First we’ll look at the shift in odds the SHAP values give. This is calculated as *shift = exp(SHAP)*

SHAP (log odds) |
Shift in odds (multiply original odds) |
---|---|

0.5 |
1.65 |

1 |
2.72 |

2 |
7.39 |

3 |
20.1 |

4 |
54.6 |

5 |
148 |

### Positive SHAP values: examples of how SHAP change odds and probabilities#

Now let us work through an example of starting with a known baseline *probability* (before we consider what we know about a particular patient feature), converting that to *odds*, applying a SHAP *log odds shift* for that particular feature, and converting back to *probability* after we have applied the influence of that feature.

Here are the effects of those shifts on our baseline probability of 0.25.

Starting P |
Starting O |
SHAP |
Shift in odds |
Shifted O |
Shifted P (%) |
---|---|---|---|---|---|

0.25 (25%) |
0.333 |
0.5 |
1.65 |
0.550 |
0.3547 (35.5%) |

0.25 (25%) |
0.333 |
1 |
2.72 |
0.907 |
0.4754 (47.5%) |

0.25 (25%) |
0.333 |
2 |
7.39 |
2.46 |
0.7112 (71.1%) |

0.25 (25%) |
0.333 |
3 |
20.1 |
6.70 |
0.8700 (87.0%) |

0.25 (25%) |
0.333 |
4 |
54.6 |
18.2 |
0.9479 (94.8%) |

0.25 (25%) |
0.333 |
5 |
148 |
49.5 |
0.9802 (98.0%) |

So, for example, a SHAP value of 0.5 for one particular feature tells us that that particular feature in that patient shifts our expected probability of that patient receiving thrombolysis from 25% to 36%. A SHAP value of 5 for the same feature would shift the probability of that patient receiving thrombolysis up to 98%.

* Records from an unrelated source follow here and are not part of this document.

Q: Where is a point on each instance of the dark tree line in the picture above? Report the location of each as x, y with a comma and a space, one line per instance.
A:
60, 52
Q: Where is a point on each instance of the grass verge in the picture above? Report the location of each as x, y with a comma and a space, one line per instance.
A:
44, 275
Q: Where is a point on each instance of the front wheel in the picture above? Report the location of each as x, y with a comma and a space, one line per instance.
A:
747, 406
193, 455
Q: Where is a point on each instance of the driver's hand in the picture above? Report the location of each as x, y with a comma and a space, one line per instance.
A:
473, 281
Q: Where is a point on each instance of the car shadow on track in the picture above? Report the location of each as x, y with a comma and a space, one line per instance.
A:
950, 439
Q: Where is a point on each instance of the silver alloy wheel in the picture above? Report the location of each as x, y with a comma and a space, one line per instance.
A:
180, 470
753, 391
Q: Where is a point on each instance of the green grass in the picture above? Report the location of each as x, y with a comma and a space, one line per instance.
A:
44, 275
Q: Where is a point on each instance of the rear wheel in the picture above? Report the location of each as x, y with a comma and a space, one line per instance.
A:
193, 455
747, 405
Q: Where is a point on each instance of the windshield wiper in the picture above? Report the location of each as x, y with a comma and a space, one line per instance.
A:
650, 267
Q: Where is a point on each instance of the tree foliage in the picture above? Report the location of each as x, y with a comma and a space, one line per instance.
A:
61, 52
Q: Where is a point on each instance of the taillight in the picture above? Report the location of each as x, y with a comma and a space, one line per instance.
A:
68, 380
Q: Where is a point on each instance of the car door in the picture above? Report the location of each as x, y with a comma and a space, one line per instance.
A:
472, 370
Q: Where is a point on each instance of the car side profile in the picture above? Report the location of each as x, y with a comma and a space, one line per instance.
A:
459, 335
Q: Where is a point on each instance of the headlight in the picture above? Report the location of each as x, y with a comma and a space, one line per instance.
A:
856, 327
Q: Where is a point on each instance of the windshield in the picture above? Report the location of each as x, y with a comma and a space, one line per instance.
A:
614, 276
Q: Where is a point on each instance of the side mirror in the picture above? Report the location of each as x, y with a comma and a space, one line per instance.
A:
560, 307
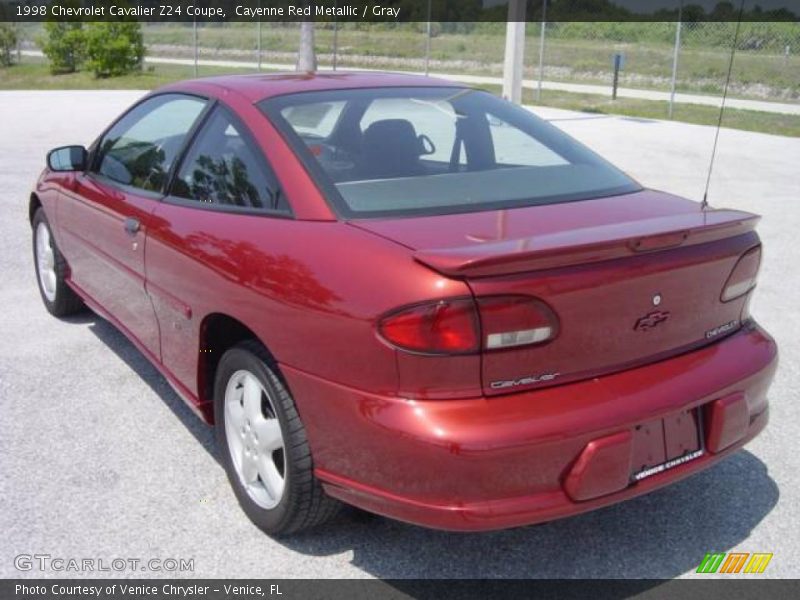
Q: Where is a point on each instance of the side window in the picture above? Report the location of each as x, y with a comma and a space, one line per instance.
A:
223, 167
140, 149
514, 147
314, 121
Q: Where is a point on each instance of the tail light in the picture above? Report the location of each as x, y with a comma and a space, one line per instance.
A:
743, 277
509, 321
441, 327
460, 326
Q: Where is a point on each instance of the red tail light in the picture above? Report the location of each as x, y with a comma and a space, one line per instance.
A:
743, 277
509, 321
452, 326
440, 327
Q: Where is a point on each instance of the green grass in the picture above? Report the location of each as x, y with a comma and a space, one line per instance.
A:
747, 120
702, 67
574, 52
35, 75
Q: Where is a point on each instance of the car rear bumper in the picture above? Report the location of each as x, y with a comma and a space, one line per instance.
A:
504, 461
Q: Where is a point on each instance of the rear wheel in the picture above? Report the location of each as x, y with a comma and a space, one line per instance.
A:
51, 271
264, 446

### Negative SHAP values: examples of how SHAP change odds and probabilities#

If we have a negative SHAP value then odds are reduced (a SHAP of -1 will lead to the odds being divided by 2.72, which is the same as multiplying by 1/2.72, which is 0.3679):

Starting P |
Starting O |
SHAP |
Shift in odds |
Shifted O |
Shifted P (%) |
---|---|---|---|---|---|

0.25 (25%) |
0.333 |
-0.5 |
0.6065 |
0.2022 |
0.1682 (16.8%) |

0.25 (25%) |
0.333 |
-1 |
0.3679 |
0.1226 |
0.1092 (10.9%) |

0.25 (25%) |
0.333 |
-2 |
0.1353 |
0.0451 |
0.0432 (4.32%) |

0.25 (25%) |
0.333 |
-3 |
0.0498 |
0.0166 |
0.0163 (1.63%) |

0.25 (25%) |
0.333 |
-4 |
0.0183 |
0.0061 |
0.0061 (0.61%) |

0.25 (25%) |
0.333 |
-5 |
0.0067 |
0.0022 |
0.0022 (0.22%) |

So, for example, a SHAP value of -0.5 for one particular feature tells us that that particular feature in that patient shifts our expected probability of that patient receiving thrombolysis from 25% to 17%. A SHAP value of 5 for the same feature would shift the probability of that patient receiving thrombolysis down to 2%.

## A worked example in predicting use of thrombolysis in stroke#

The example below shows how six patient features change the model prediction of a patient receiving thrombolysis, from a baseline of 25% (with nothing known about the patient) to 95% after the contribution of six features. The relative contribution of each feature is made clear by its SHAP value. SHAP are additive in their effects; for example if one feature has a SHAP of +1.5, the influence of that feature on the model prediction would be exactly cancelled out by three other features with SHAP values of -0.5.

Patient feature and value |
SHAP |
Shift |
Odds |
Probability |
---|---|---|---|---|

Base odds |
N/A |
N/A |
0.33 |
25% |

Stroke type = infarction |
1.8 |
6.05 |
2 |
67% |

Stroke severity (NIHSS) = 20 |
1.5 |
4.482 |
8.95 |
90% |

Prior disability (mRS) = 3 |
-0.7 |
0.497 |
4.44 |
82% |

Precise onset time = Yes |
0.6 |
1.822 |
8.1 |
89% |

Arrival-to-scan time (mins) = 30 |
0.5 |
1.649 |
13.35 |
93% |

Use of AF anticoagulants = No |
0.3 |
1.35 |
18.02 |
95% |

### Observations about SHAP values#

We begin to get some intuition on SHAP values. A SHAP value of 0.5 (or -0.5) leads to a small, but still noticeable, change in probability. SHAP values of 5 or -5 have effectively pushed probabilities to one extreme or the other.

Everything we know about a patient (the patient ‘features’) may shift the predicted probability of receiving thrombolysis. Each patient feature will have its own SHAP value depending on the value of that feature. *Stroke severity*, for example, may be in the range 0-42, and the SHAP value will depend on the value of the feature. The final predicted probability of receiving thrombolysis will be the model baseline prediction (the predicted probability of receiving thrombolysis before anything is known about a patient) and the sum of the influences of each of the features.